Ich glaube, er ruft eine kühle Klarheit hervor, die auf sinnliche Wärme trifft. Er entwickelt sich, verändert sich mit seinem Träger oder seiner Trägerin – wie eine Reise. Ich hoffe, dass die Menschen, die Eau D’Esire tragen, sich einzigartig fühlen. Dass sie ihre Erinnerungen und Möglichkeiten auf der Haut spüren.
Zum Schluss: Wie siehst du die Zukunft der Parfümerie?

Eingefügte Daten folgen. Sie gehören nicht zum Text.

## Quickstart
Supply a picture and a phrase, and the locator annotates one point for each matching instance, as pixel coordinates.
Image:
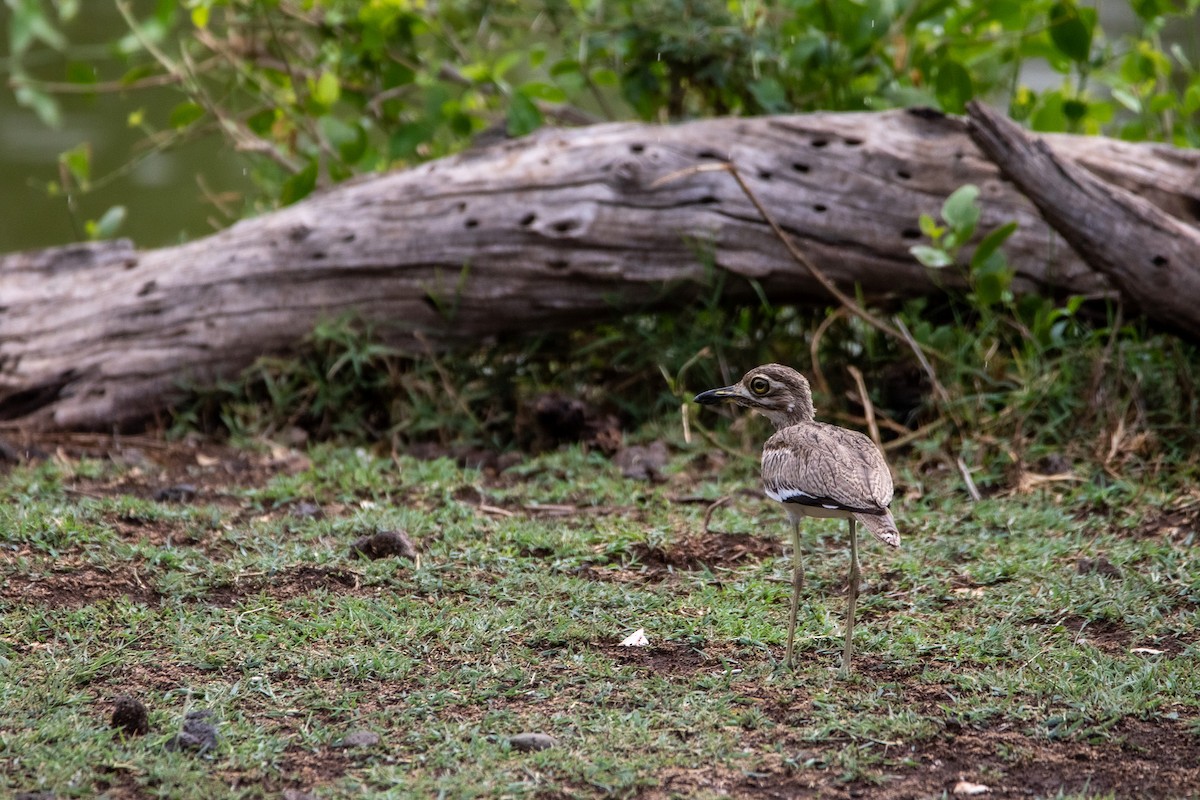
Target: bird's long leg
(853, 595)
(797, 585)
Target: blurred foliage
(315, 91)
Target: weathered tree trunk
(561, 228)
(1151, 256)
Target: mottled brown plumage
(815, 470)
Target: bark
(1151, 256)
(562, 228)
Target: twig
(714, 506)
(943, 397)
(868, 407)
(815, 347)
(972, 489)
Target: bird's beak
(723, 395)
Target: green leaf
(325, 90)
(960, 210)
(185, 114)
(1074, 109)
(299, 185)
(43, 104)
(523, 115)
(1127, 98)
(769, 94)
(349, 139)
(953, 86)
(78, 162)
(546, 91)
(990, 244)
(79, 72)
(108, 223)
(929, 227)
(407, 138)
(989, 288)
(1071, 31)
(1192, 98)
(605, 77)
(931, 257)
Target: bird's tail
(883, 525)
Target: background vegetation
(1041, 639)
(315, 91)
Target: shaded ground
(1132, 757)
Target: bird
(815, 469)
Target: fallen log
(1151, 256)
(561, 228)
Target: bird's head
(778, 392)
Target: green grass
(982, 627)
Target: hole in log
(1193, 204)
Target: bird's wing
(828, 467)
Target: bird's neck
(795, 413)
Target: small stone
(178, 493)
(642, 463)
(197, 733)
(1099, 565)
(528, 743)
(306, 510)
(966, 788)
(384, 545)
(360, 739)
(130, 716)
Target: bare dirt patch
(1141, 759)
(286, 585)
(83, 585)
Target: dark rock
(1099, 565)
(197, 734)
(130, 716)
(384, 545)
(307, 511)
(178, 493)
(531, 741)
(642, 463)
(360, 739)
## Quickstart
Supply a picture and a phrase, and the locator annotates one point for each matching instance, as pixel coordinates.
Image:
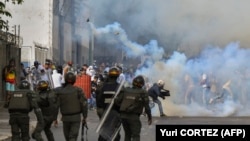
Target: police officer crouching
(72, 104)
(22, 102)
(132, 101)
(48, 103)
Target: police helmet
(161, 83)
(113, 72)
(70, 78)
(42, 85)
(24, 84)
(138, 81)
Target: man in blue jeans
(155, 92)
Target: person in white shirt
(121, 76)
(57, 79)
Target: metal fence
(9, 48)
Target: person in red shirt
(10, 80)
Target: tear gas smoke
(204, 37)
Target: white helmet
(160, 83)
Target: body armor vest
(109, 90)
(49, 106)
(19, 101)
(133, 101)
(70, 101)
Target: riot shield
(110, 122)
(30, 81)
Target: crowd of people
(51, 90)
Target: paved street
(147, 133)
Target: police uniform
(132, 101)
(73, 104)
(21, 103)
(104, 95)
(48, 103)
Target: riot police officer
(49, 106)
(155, 92)
(73, 104)
(22, 102)
(132, 101)
(104, 95)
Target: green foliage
(4, 12)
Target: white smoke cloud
(213, 33)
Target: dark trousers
(19, 127)
(132, 128)
(71, 130)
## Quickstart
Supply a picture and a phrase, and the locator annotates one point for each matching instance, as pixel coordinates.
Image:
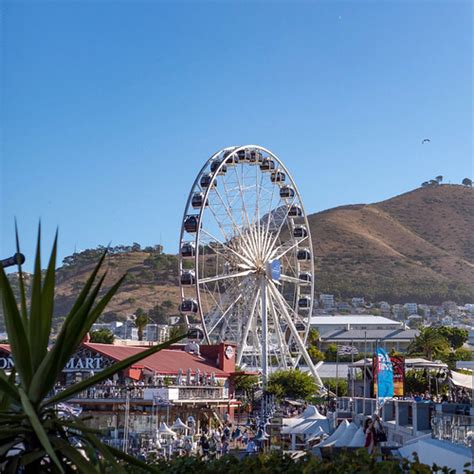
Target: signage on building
(75, 364)
(6, 363)
(229, 352)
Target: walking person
(369, 432)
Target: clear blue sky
(108, 109)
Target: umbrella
(188, 377)
(179, 425)
(165, 429)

Wir stehen an einem Wendepunkt – technisch, kreativ und emotional. Konsumenten und Konsumentinnen wollen heute wissen, was sie tragen. Herkunft, Nachhaltigkeit und Ethik rücken stärker in den Fokus. Upcycling-Materialien, biotechnologisch erzeugte Moleküle und transparente Deklarationen werden wichtiger. Die Parfümerie wird zur künstlerischen Ausdrucksform. Limitierte Editionen, Kollaborationen und experimentelle Formate – etwa in Ausstellungen oder sogar in Virtual Reality – werden zunehmen.
Hast du einen Tipp für alle, die auf der Suche nach einem neuen Duft sind?
Nimm dir Zeit. Trag den Duft ein paar Stunden. Und frag dich: Was brauche ich gerade? Mut? Geborgenheit? Klarheit? Düfte können uns dabei unterstützen, das zu finden, was in uns schwingt – oder was wir gerade vermissen.
Lieber Mirella, vielen Dank, dass du dir Zeit für meine Fragen genommen hast.